まずは、子宮内膜の働きについて!

子宮内膜とは、子宮の内側にある粘液組織のことで、受精卵が着床して成長するために必要な赤ちゃんの大事なベッドです。そして、受精卵が着床しなかった場合は、不要となった子宮内膜は月経として体外に排出されます。
子宮内膜症というのは、子宮内膜が排出されるときに、他の器官に内膜が移動してしまって、その場所でも周期に合わせて子宮内膜が増殖してしまう状態です。
子宮以外に子宮内膜があるとダメなの?
残念ながら、あまり良い状況とは言えません。
子宮内膜組織は、女性ホルモンの働きで定期的に増殖・はく離(月経)を起こす働きがあります。子宮以外に移動した子宮内膜も、この女性ホルモンの影響を受けて増殖・はく離が起こるのです。
子宮内膜の増殖・はく離が子宮内で起これば、月経として体外に排出されるのですが、子宮以外の器官だと月経として排出できません。そのため、その場所でどんどん溜まって、炎症や癒着などを引き起こします。
子宮内膜症の原因について

子宮内膜症の原因については、決定的なことは分かっていません。月経血の一部が逆流して子宮以外に移動したり、子宮内膜ではない細胞が、子宮内膜に似た組織に変わって増殖・はく離を起こすと言われています。
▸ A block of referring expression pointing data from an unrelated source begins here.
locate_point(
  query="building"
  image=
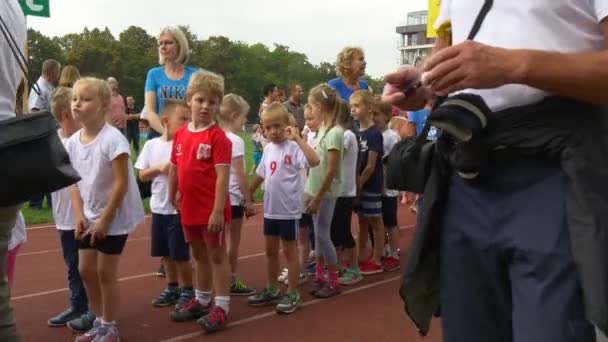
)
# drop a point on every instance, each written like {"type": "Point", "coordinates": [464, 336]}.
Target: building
{"type": "Point", "coordinates": [414, 46]}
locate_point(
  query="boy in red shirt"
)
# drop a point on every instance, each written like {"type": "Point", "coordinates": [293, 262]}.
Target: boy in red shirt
{"type": "Point", "coordinates": [198, 188]}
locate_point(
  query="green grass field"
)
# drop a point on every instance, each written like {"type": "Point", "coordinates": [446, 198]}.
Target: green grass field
{"type": "Point", "coordinates": [33, 216]}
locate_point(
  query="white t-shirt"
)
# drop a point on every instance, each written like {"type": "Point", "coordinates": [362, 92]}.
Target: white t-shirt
{"type": "Point", "coordinates": [10, 73]}
{"type": "Point", "coordinates": [155, 152]}
{"type": "Point", "coordinates": [349, 165]}
{"type": "Point", "coordinates": [552, 25]}
{"type": "Point", "coordinates": [93, 162]}
{"type": "Point", "coordinates": [41, 102]}
{"type": "Point", "coordinates": [238, 151]}
{"type": "Point", "coordinates": [280, 167]}
{"type": "Point", "coordinates": [63, 214]}
{"type": "Point", "coordinates": [18, 233]}
{"type": "Point", "coordinates": [389, 138]}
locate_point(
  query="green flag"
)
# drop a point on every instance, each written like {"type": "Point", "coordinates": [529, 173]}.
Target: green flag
{"type": "Point", "coordinates": [37, 8]}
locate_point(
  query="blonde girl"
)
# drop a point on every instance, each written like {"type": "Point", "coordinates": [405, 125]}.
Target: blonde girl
{"type": "Point", "coordinates": [106, 203]}
{"type": "Point", "coordinates": [323, 186]}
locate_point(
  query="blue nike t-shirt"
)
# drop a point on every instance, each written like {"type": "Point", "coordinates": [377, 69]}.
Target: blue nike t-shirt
{"type": "Point", "coordinates": [419, 118]}
{"type": "Point", "coordinates": [344, 91]}
{"type": "Point", "coordinates": [165, 88]}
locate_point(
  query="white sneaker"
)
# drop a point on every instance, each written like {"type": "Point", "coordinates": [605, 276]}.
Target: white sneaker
{"type": "Point", "coordinates": [283, 276]}
{"type": "Point", "coordinates": [301, 281]}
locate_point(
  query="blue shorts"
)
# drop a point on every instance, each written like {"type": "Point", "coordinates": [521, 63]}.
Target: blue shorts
{"type": "Point", "coordinates": [287, 230]}
{"type": "Point", "coordinates": [168, 238]}
{"type": "Point", "coordinates": [370, 205]}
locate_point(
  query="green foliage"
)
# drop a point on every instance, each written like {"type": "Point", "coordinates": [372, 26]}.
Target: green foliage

また、子宮内膜症になっても、絶対に妊娠できないわけではありません。ただ、子宮内膜症を放置して症状が悪化したり、子宮内膜症が発生した場所によっては、不妊の原因となる場合があります。
子宮内膜症の検査と治療
子宮内膜症の検査には、超音波や血液検査・CTなどがあります。また、子宮内膜症の治療は、ホルモン療法や手術で病巣を取る方法があります。ただ、子宮内膜症は、とても再発しやすい病気ですので注意が必要です。
● 薬による治療
子宮内膜症は、月経のたびに悪化する危険性があります。そのため、薬で生理を止めて、その間に炎症を鎮めたり、溜まっている血液などを体に吸収させます。このような薬物療法には、擬妊娠療法や擬閉経療法などがあります。
● 手術による治療
手術療法では、患部を直接見て正確に治療ができます。ただ、入院が必要だったり、術創が出来る難点があります。開腹せずに腹腔鏡で手術を行う場合には、入院期間も短く、傷跡もあまり目立たないのですが、症状が悪化している場合には、腹腔鏡手術では治療ができないこともあります。
不妊症となる子宮内膜症 (チョコレート嚢腫)
卵巣内部に子宮内膜症ができて、古い血液が溜まっている状態を「チョコレート嚢腫」と言います。この卵巣にある子宮内膜組織も、増殖・はく離を繰り返しますので、古い血液が溜まって卵巣が腫れてきます。
また、チョコレート嚢腫が悪化すると、卵巣髄質内にまで広がることもあり、卵巣のほぼ全体を占めるほど大きくなる場合があります。このチョコレート嚢腫の治療には、腹腔鏡手術や開腹手術、薬物治療などあります。